Orona Atoll - Image

Orona Atoll - Landsat Image S-02-00_2000 (1:50,000)

Orona Atoll - Map

Orona Atoll - Marplot Map (1:50,000)

Orona Atoll (Hull Island) (4˚30'S., 172˚10'W.) is a coral atoll surrounded by a flat fringing reef, which dries in patches and is about 270m wide. The shelf drops off quickly except at the E extremity, where there is a least depth of 110m, 0.4 mile offshore. At all other points, the 200m curve is within 0.3 mile of the atoll.
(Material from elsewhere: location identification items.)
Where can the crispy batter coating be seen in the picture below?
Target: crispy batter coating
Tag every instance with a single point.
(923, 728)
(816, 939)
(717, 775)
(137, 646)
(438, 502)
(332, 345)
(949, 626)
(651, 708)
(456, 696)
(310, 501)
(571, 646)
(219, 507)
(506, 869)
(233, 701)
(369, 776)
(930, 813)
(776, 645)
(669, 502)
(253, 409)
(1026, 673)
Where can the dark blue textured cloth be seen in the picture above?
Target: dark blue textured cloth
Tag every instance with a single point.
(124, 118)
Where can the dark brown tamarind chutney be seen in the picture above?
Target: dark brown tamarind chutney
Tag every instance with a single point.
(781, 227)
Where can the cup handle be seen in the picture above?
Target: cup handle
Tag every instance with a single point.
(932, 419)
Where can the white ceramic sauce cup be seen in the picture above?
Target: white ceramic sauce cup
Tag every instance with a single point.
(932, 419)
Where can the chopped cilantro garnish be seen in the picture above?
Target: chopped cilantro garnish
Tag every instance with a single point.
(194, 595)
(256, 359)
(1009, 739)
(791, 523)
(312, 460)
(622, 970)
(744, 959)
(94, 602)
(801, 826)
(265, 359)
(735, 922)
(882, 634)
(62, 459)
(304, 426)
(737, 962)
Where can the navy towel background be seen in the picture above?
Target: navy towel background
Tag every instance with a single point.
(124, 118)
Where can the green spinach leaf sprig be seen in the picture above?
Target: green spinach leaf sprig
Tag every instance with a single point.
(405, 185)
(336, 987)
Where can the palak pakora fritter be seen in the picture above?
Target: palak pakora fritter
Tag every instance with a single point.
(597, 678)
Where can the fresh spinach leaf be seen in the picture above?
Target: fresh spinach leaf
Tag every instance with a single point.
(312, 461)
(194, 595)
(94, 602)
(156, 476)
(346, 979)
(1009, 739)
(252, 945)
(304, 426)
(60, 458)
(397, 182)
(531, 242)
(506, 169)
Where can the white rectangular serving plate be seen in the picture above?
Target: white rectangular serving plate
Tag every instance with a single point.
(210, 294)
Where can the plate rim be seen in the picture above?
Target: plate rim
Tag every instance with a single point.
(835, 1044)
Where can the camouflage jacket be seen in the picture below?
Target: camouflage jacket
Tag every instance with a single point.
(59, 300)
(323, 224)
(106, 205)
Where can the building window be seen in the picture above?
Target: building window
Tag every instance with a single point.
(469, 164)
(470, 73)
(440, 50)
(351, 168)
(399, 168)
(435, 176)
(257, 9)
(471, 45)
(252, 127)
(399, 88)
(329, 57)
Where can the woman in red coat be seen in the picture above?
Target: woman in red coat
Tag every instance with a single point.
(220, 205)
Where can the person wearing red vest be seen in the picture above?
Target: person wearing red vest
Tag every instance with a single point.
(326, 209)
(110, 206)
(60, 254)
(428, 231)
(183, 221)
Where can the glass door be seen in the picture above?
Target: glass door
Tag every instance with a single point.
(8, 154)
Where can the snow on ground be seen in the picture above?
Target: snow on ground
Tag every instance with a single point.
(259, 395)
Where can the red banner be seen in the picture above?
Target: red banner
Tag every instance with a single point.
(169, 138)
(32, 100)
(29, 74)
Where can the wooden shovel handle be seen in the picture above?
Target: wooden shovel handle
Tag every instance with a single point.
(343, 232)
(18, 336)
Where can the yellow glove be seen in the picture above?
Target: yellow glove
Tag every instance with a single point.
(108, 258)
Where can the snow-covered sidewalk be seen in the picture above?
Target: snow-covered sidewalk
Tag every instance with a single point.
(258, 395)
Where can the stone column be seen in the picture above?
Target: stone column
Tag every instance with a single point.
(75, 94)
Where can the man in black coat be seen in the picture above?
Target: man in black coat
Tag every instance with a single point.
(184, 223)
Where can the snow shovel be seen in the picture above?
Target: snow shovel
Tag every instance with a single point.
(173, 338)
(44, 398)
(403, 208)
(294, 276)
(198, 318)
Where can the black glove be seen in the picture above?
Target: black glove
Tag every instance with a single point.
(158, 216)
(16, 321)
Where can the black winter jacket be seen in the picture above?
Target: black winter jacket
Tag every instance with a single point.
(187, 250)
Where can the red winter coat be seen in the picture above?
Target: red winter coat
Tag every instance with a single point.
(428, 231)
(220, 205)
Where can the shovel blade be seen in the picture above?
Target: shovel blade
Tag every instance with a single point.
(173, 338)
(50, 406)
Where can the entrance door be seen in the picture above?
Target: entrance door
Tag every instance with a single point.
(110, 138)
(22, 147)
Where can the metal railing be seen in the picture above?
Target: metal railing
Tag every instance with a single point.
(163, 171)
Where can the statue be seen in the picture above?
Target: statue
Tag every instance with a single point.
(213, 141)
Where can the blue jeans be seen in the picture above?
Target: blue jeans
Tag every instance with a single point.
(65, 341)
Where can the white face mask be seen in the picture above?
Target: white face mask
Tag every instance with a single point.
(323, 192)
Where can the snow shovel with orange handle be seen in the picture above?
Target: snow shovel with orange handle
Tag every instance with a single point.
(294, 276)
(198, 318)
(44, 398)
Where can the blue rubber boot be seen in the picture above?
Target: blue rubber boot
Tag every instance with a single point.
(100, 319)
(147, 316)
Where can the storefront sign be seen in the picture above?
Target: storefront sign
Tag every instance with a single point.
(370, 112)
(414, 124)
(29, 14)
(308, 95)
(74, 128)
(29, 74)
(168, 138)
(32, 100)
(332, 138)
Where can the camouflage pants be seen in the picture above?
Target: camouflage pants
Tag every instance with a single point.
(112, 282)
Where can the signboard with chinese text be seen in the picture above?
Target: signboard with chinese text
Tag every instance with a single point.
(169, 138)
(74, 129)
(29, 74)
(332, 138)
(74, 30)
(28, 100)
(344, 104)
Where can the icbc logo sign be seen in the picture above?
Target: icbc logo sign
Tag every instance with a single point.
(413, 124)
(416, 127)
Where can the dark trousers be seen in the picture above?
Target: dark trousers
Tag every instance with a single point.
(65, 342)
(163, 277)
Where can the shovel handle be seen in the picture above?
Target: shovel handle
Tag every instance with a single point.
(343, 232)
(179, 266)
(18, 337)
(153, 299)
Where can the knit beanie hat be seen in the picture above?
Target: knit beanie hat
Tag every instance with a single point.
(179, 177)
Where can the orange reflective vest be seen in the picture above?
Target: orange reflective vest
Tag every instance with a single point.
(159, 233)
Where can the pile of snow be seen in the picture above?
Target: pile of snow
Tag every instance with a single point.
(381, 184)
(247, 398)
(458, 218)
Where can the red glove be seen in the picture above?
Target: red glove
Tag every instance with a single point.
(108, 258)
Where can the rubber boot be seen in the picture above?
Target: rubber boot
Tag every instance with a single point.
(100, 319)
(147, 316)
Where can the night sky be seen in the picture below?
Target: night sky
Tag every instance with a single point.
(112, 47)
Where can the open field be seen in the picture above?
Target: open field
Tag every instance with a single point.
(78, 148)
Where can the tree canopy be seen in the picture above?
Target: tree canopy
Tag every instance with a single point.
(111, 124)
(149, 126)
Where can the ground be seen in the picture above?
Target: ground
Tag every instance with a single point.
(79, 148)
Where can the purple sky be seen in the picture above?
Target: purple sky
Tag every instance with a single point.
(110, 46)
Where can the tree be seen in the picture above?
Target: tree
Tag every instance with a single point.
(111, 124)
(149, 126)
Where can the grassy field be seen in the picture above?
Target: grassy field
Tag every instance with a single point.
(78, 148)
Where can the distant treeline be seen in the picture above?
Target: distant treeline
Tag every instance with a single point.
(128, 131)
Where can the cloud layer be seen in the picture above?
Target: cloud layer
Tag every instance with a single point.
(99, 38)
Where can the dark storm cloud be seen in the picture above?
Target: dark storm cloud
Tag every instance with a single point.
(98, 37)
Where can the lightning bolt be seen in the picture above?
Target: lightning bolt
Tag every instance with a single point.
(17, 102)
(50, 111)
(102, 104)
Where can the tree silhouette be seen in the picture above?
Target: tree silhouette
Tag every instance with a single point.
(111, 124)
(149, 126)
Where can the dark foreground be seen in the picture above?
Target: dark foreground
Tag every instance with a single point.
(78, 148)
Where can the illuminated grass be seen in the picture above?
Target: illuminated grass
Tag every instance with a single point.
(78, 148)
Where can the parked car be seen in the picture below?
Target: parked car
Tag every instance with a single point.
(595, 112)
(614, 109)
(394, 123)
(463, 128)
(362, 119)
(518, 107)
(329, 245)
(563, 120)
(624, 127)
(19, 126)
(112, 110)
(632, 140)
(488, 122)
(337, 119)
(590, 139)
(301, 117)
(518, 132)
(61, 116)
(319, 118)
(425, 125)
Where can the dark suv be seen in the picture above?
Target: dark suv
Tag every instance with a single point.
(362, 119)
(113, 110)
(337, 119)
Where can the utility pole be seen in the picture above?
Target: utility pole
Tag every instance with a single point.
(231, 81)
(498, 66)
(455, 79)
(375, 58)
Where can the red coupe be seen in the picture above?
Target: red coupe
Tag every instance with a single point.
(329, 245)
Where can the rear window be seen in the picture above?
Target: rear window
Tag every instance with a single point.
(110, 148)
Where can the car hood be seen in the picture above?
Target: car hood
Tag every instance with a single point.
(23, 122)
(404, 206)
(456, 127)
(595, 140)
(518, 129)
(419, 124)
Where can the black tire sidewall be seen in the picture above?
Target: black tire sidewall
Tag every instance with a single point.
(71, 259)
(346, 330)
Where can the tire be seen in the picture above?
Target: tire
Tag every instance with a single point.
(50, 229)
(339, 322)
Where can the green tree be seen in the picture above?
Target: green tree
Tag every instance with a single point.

The land rim of the atoll is about 0.3 mile wide and encloses a large and relatively clear lagoon. On the SE side of the atoll there are some passes from the lagoon to the outer reef which are fairly deep at HW, but there is no communicating channel through the reef. It was reported that the passes in the reef were improved by blasting.

At the W end of the atoll there are coconut palms from 12 to 18m high; the remainder of the atoll is covered with palm trees and brush, 6 to 12m high. There is a village in ruins on the W part of the atoll.

The lagoon has depths up to 14.6m and 16.5m in places, but it is foul, with numerous shoal coral heads. The larger and shallower heads have been marked with buoyed gasoline drums.

Tides—Currents.—Close into the shore, the current sets W along the atoll with an average velocity of 1 knot. Offshore, the set is W about 0.5 knot, varying with the surface currents set up by the wind. The tidal current in the blasted channel through the reef in the NE part of the atoll is very strong, ranging up to 5 knots.

The E channel, the widest and deepest, carries about 0.9m of water at the spring tides. A channel has been blasted through the W extremity of the reef.

Anchorage.—There is anchorage for small vessels in E winds only, in a depth of about 18.3m, about 0.1 mile off the W extremity of the reef. It is recommended that vessels with a draft of more than 6.1m lie off the W end of the atoll. (SD Pub-126)

The digitizing of this atoll was completed over a period of 2-days. The map took about 6-hours to complete. It took 3 seperate sessions to complete this project. The final session was from 3 to 6 in the morning. When you get started on a project it is tough to stop.